The Southern states only ratified these amendments under duress and at a time when a large percentage of their citizens were barred from voting by these same union politicians, using as their legal justification one of the very amendments they were forcing the southern states to ratify. Somehow historians have ignored these facts and accepted these three amendments as legitimate parts of the Constitution.

ARTICLE XIII.

SECTION 1. Neither slavery nor involuntary servitude, except as a punishment for crime whereof the party shall have been duly convicted, shall exist within the United States, or any place subject to their jurisdiction.

SECTION 2. Congress shall have power to enforce this article by appropriate legislation.

This is pretty straight-forward and requires no explanation.

ARTICLE XIV.

SECTION 1. All persons born or naturalized in the United States, and subject to the jurisdiction thereof, are citizens of the United States and of the State wherein they reside. No State shall make or enforce any law which shall abridge the privileges or immunities of citizens of the United States; nor shall any State deprive any person of life, liberty, or property, without due process of law; nor deny to any person within its jurisdiction the equal protection of the laws.

This ill-thought-out provision allows anyone to enter our country, whether legally or illegally, and have a baby while here who will automatically become a citizen.
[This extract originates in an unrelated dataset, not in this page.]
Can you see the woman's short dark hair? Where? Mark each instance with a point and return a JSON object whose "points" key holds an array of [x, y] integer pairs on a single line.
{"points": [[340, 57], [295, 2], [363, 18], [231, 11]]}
In our present-day situation, this has become a major problem as illegal aliens take advantage of this provision and put our government in the position of either having to deport the parents of U.S. citizens or else overlook their illegal entry and allow them to stay here.

SECTION 2. Representatives shall be apportioned among the several States according to their respective numbers, counting the whole number of persons in each State, excluding Indians not taxed. But when the right to vote at any election for the choice of electors for President and Vice President of the United States, Representatives in Congress, the Executive and Judicial officers of a State, or the members of the Legislature thereof, is denied to any of the male inhabitants of such State, being twenty-one years of age, and citizens of the United States, or in any way abridged, except for participation in rebellion, or other crime, the basis of representation therein shall be reduced in the proportion which the number of such male citizens shall bear to the whole number of male citizens twenty-one years of age in such State.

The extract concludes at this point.